Now since we fix a basis $(e_i)_i$ we can regard operators as infinite matrices and $(Te_i,e_j)$ is the $j,i$-th entry. Therefore if the above calculation is correct then on bounded sets WOT can be viewed as “entrywise convergence topology”. This looks more comfortable and intuitive for me, for example it becomes even clearer that unit ball is compact because we can view it as a subspace of $[-1,1]^{\mathbb{N}^2}$ (I found that I don't know how to argue it is a closed subspace without using the fact that it is same as WOT). Similarly strong operator topology may be viewed as “columnwise convergence topology”.

Answer 1

The answer is no. Although $\mathcal T$ coincides with the WOT on bounded sets, as observed by the OP, these topologies do not coincide over the whole of $B(H)$.

One very nice point of view from which to understand this question is the theory of duality. Suppose $B$ is a complex vector space (I am using the letter $B$ here because the application will be for $B=B(H)$). Suppose also we are given a set $\Phi $ of linear functionals on $B$.

One may then define a topology $\mathcal T$ on $B$ using the seminorms $$ T\in B\mapsto |\varphi (T)|\in \mathbb R, $$ for every $\varphi $ in $\Phi $.

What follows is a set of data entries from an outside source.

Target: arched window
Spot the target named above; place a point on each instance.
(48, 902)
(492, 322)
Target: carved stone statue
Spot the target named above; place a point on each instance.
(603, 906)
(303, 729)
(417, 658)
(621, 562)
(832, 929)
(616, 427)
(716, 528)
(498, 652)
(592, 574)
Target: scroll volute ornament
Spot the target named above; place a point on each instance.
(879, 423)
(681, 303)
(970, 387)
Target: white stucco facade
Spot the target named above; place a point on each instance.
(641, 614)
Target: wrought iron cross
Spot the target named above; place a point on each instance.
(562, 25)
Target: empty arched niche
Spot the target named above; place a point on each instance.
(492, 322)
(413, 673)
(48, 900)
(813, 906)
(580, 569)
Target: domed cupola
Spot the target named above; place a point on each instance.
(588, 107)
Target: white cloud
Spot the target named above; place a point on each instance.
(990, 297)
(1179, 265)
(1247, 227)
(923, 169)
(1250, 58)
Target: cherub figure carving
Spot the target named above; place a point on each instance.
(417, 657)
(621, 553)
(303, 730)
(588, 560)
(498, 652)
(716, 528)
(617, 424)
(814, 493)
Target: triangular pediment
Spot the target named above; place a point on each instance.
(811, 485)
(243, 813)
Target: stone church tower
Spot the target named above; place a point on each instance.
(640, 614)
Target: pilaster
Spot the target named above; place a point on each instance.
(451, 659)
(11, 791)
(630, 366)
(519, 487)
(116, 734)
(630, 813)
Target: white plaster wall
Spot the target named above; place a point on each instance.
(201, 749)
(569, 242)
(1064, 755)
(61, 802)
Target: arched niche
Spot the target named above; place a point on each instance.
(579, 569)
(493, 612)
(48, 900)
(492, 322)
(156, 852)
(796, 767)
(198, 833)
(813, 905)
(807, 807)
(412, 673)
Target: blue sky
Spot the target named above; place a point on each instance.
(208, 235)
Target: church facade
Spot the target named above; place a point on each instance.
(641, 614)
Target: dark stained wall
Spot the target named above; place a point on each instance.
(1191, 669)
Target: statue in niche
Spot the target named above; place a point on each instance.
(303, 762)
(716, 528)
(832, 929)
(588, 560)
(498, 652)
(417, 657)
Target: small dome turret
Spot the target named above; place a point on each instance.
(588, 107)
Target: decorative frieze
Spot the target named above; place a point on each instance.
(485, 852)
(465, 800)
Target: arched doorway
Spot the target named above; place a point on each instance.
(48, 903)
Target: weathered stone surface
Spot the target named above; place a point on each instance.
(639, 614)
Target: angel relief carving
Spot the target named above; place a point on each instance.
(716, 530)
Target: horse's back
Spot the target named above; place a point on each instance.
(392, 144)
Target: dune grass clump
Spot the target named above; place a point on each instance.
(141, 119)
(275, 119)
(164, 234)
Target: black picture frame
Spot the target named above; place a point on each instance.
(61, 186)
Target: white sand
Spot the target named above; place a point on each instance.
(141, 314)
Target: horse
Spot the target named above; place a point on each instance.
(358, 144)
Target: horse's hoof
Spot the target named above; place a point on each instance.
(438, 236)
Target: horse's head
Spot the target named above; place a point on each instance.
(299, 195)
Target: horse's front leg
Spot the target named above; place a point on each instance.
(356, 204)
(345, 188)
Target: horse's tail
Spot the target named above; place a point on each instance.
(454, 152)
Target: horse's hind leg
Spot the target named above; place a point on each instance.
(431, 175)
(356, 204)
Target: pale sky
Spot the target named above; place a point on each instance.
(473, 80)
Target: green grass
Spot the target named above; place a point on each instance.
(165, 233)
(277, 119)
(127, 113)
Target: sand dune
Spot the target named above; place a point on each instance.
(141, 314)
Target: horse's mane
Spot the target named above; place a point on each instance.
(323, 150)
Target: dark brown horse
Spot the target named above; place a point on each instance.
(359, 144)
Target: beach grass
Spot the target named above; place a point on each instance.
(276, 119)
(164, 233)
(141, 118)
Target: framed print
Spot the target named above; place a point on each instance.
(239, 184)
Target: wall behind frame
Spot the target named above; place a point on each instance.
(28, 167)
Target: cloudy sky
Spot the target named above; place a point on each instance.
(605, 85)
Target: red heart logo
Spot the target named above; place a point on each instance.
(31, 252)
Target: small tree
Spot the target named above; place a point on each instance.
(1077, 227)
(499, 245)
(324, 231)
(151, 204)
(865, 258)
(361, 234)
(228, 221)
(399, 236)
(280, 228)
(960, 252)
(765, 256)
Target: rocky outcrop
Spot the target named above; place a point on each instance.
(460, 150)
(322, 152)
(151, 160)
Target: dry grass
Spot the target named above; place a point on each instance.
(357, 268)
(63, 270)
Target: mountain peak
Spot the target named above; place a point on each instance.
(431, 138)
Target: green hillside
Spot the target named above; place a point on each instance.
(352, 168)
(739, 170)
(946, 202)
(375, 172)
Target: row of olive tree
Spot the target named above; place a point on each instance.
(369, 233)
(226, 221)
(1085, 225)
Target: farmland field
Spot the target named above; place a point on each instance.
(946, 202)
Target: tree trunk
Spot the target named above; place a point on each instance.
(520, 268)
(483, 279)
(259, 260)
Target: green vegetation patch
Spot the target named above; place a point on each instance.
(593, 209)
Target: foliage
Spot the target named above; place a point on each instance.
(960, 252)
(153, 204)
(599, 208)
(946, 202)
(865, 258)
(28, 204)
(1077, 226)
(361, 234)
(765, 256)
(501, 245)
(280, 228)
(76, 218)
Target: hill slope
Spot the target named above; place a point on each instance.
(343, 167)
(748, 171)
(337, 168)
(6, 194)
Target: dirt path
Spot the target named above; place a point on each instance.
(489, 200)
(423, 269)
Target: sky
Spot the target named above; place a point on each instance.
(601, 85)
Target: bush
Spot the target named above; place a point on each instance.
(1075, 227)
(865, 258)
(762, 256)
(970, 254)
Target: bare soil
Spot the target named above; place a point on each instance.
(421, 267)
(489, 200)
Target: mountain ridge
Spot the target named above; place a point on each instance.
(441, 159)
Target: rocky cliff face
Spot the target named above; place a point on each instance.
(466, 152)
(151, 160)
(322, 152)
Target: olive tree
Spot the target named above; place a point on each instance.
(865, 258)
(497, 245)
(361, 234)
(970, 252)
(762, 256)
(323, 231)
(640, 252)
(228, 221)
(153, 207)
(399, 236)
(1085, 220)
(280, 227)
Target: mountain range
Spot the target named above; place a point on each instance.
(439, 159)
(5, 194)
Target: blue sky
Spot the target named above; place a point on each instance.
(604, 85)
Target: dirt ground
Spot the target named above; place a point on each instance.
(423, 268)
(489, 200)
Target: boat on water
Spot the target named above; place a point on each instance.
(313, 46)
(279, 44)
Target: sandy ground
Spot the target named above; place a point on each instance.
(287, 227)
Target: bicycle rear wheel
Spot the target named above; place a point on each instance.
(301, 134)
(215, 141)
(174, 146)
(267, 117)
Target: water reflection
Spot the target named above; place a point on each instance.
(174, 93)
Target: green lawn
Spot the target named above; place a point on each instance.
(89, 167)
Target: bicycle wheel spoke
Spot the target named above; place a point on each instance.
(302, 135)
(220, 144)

It is evident that every $\varphi $ in $\Phi $ is $\mathcal T$-continuous and hence also every linear combination of functionals in $\Phi $.

The key fact is that nothing else is continuous! In other words, the topological dual of $(B,\mathcal T)$ is precisely the linear span of $\Phi $ within the algebraic dual of $B$.

Taking $B=B(H)$ and $\Phi $ the set of linear functionals of the form $$ T\in B(H)\mapsto \langle Te_i, e_j\rangle , \tag{1} $$ we may ask whether or not a linear functional of the form $$ T\in B(H)\mapsto \langle Tu, v\rangle , \tag {2} $$ is $\mathcal T$-continuous, for given vectors $u$ and $v$ in $H$.

The answer will be negative if $u$ and $v$ are infinite linear combinations of basis elements since one may easily prove that (2) is not a finite linear combination of functionals as in (1).